Ничего не оставивший, кроме быстрого возбуждения «до» и стандартного равнодушия «после». Еще ощущения, что я совершил ошибку, потому что не собирался иметь с ней ничего, кроме деловых отношений. И понимания, что ничем эта очередная женщина не отличается от десятков таких же, побывавших в моей постели до нее. Ухоженных, роскошных, пахнущих дорогим парфюмом и тониками для тела. На все согласных и неинтересных красавиц.

Павла пахла совсем по-другому – чистой женской кожей, свежестью и искренностью. Она вообще не была похожа на то, к чему я привык.

Худенькая, косточка на косточке, долговязая, как подросток, нигде и нисколько не роскошная Павла. Увидев которую однажды на светском рауте, где она была с другим мужчиной, не смог забыть и через много месяцев.

Даже справки о ней навел, чтобы понять, кто она и что ее связывает с Петром Савойским, давно и плотно женатым владельцем крупной компании.
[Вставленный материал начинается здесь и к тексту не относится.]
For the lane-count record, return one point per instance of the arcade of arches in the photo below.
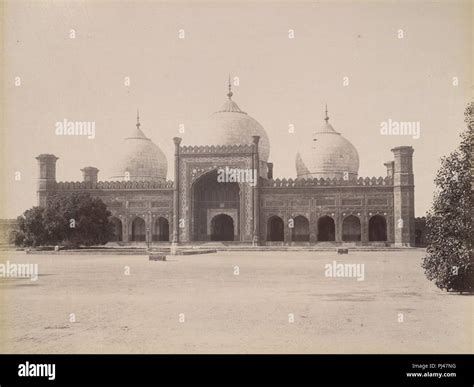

Оказалось, нет, не любовница, как я сначала подумал… Сестра по отцу.

Сейчас она сидела на моих коленях, хмурила тонкие брови и размышляла над моими словами про совместное проживание. Я вдыхал ее запах и ждал, изо всех сил сдерживая нетерпение.

– Платон, я пока не готова переезжать к тебе, – наконец выдала вполне ожидаемое. – Уверена, это преждевременно, и ты сам еще пожалеешь о своем предложении.

После чего попыталась встать с моих колен. Не давая ей подняться, обнял за талию и привлек к себе.

– Почему я не удивлен твоим ответом? – и поцеловал.

К моему удивлению, Павла сопротивляться не стала. Мгновенно расслабилась, едва я коснулся ее губ и скользнул языком внутрь ее ротика. Вплелась пальцами в мои волосы, поерзала на коленях и прижалась ко мне. Вся такая нежная и разомлевшая, будто только и ждала меня и моих прикосновений.

Или рада, что я не начал выяснять с ней отношения из-за отказа переехать ко мне? Вот еще одна странность. Другие на ее месте, да та же подруга Маша, кинулись бы паковать свои вещички, не успел бы я закончить предложение.

А Павла… Прекрасная вредина. Ерзала на моих коленях, ерошила волосы, вздыхала под моими руками. Откликалась так искренне, что мне хотелось мурлыкать, тискать нежное тело и тереться о ее атласную кожу, оставив все разговоры на потом.

– Потом поговорим, – пообещал, задирая ее широкую майку и оголяя грудь в трогательном голубеньком бюстгальтере. Наклонился, впиваясь зубами в проступающую сквозь ткань тугую вершинку.

Она охнула, выгнулась навстречу, с силой вцепилась в мои волосы. Пропищала что-то радостное о моей развратной натуре и…

В дверь позвонили. Громко и настойчиво, словно давая понять, что будут звонить до тех пор, пока им не откроют.

– Ты кого-то ждешь? – с трудом оторвавшись от ее груди под обмусоленным моим ртом лифчиком, поднял на нее глаза.

– Н-нет, никого, – она запнулась, мгновенно побледнев. – А вдруг это мама? Приехала, потому что Диана ей нажаловалась…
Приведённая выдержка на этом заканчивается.